Molecular Approach Promises Biomarkers of Naphthalene and Nitronaphthalene Toxicity

Linking environmental exposures to disease outcomes can be a challenge: exposure data is often unreliable, and even in the best scenarios it's nearly impossible to tease apart a lifetime of exposures to find a single toxic culprit.

However, if the impact of a toxic chemical at the molecular level can be identified by a biomarker, the scientist's job of linking exposure to disease will be made that much easier. The work in Alan Buckpitt's lab at the University of California, Davis has made great strides toward revealing how naphthalene and nitronaphthalene are toxic to the lung. His research team's findings will hopefully enable them to identify biomarkers that can ultimately be used to verify naphthalene and nitronaphthalene toxicity in human lungs.

"If we understand the mechanism by which these compounds produce toxicity in animals, then we will be able to tell whether the same mechanisms are important in primates. And we will also be able to develop good biomarkers that are closely related to the processes that produce the toxicity," Buckpitt explained.

Buckpitt, a professor of molecular biosciences at Davis, has spent the last 25 years focusing on the two byproducts of combustion, which are widespread in the atmosphere and in groundwater. A major source of naphthalene is cigarette smoke -both mainstream and secondhand- but it also results from any type of burning, including fuel combustion. A decade ago, the chemical was also widely used as a dispersant for insecticide.

Nitronaphthalene is a secondary pollutant, formed from naphthalene in the atmosphere. Early studies of the chemicals suggested they were both toxic to the respiratory systems of animals, which set off a flurry of interest in their human toxicity.

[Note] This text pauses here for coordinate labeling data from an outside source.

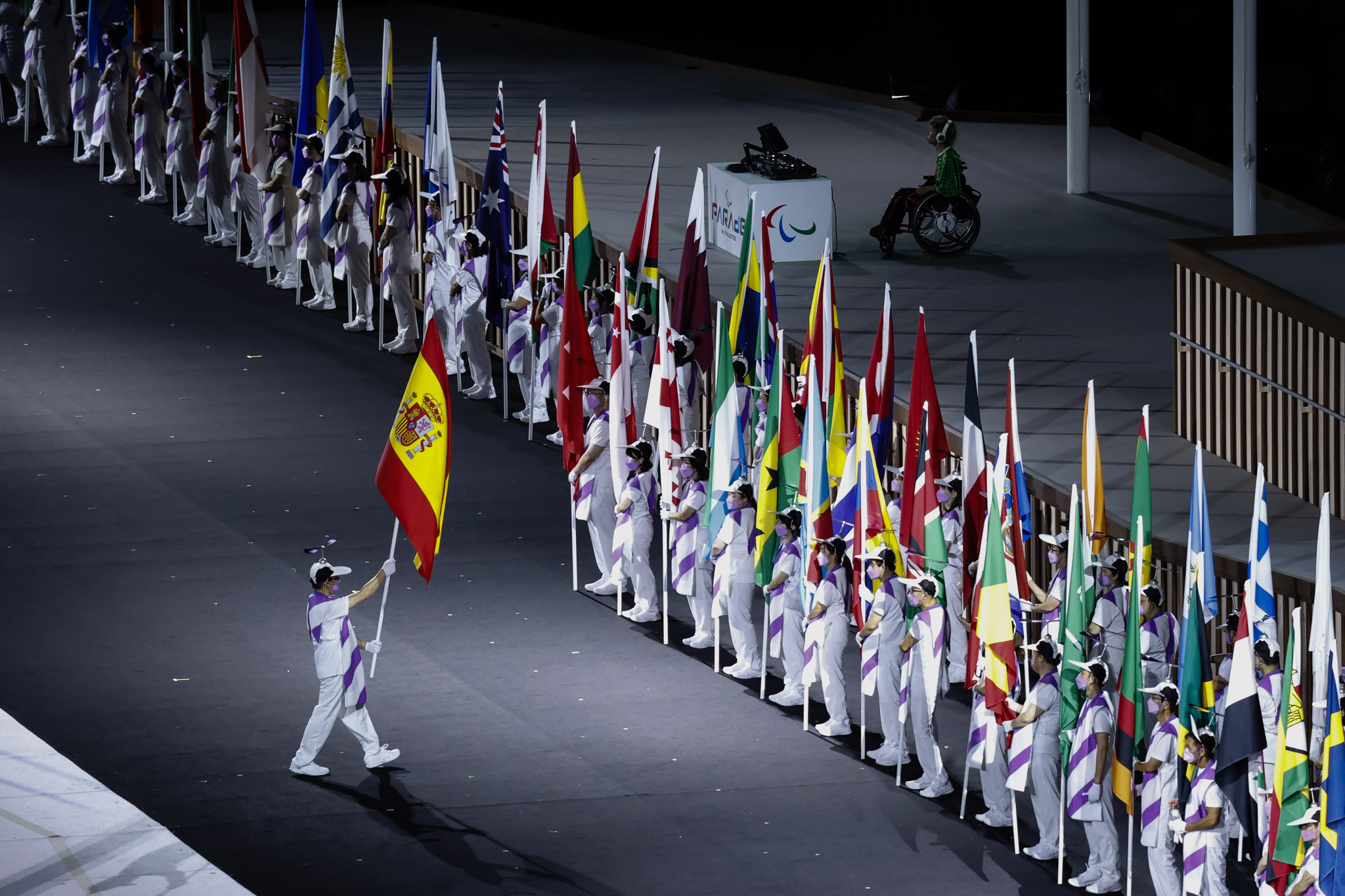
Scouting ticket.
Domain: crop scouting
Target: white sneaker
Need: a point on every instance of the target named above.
(313, 770)
(831, 729)
(381, 758)
(934, 792)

Buckpitt's work has revealed that naphthalene and nitronaphthalene must be metabolized to produce a toxic effect, that is, altered in the body by internal processes. Studies showed that nitronaphthalene's metabolites are toxic to the nasal and pulmonary epithelium of mice and rats. Naphthalene is similarly toxic - except that it does not affect the pulmonary epithelium of rats.

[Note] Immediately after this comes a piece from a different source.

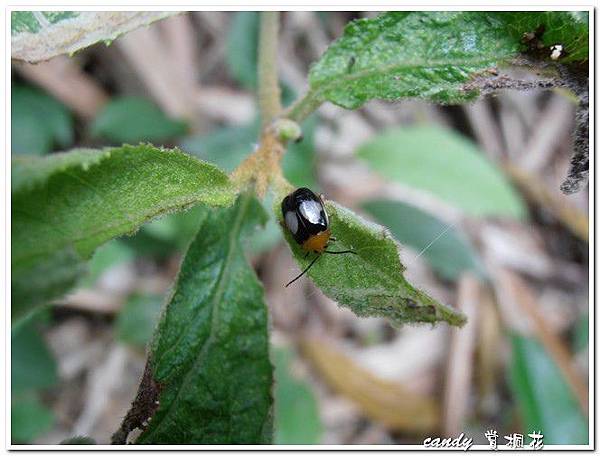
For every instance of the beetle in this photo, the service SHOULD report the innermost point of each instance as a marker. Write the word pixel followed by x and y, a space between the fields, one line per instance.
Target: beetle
pixel 305 217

Examination of this phenomenon revealed that rats have very small quantities of the enzyme that catalyzes the first step in the metabolism of naphthalene- and unmetabolized, the chemical causes no harm to the lung. This finding- along with more than two decades of work on the topic- has led Buckpitt to surmise that humans may also lack the enzyme systems for metabolizing naphthalene, meaning the compound could prove to be less toxic to human lungs, too.

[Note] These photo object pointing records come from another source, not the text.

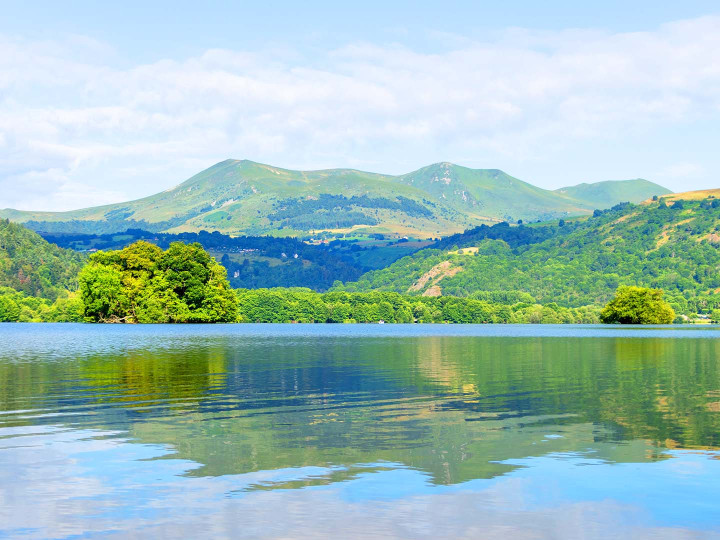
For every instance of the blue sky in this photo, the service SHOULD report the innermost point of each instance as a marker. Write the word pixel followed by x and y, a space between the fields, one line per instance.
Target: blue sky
pixel 102 103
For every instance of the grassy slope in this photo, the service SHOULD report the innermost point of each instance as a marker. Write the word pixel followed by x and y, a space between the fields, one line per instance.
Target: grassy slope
pixel 30 264
pixel 236 197
pixel 583 262
pixel 607 194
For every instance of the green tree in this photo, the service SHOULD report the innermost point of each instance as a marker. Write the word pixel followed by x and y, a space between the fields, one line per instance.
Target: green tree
pixel 637 305
pixel 142 283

More recently, Buckpitt's team has found that the compounds' reactive metabolites bind covalently to proteins in the epithelial cells. Buckpitt said his research group is now focused on whether this process of covalent attachment is involved in the compounds' toxicity.

"If we could identify that, then we could look for things in the serum that are related to that [binding] process," Buckpitt explained. "Then the issue is, are the same biomarkers present in exposed humans?" Buckpitt acknowledged that finding biomarkers that could be applied to a human context could take years of work, but his research group is making rapid progress. "I hope to get there before I retire," he said.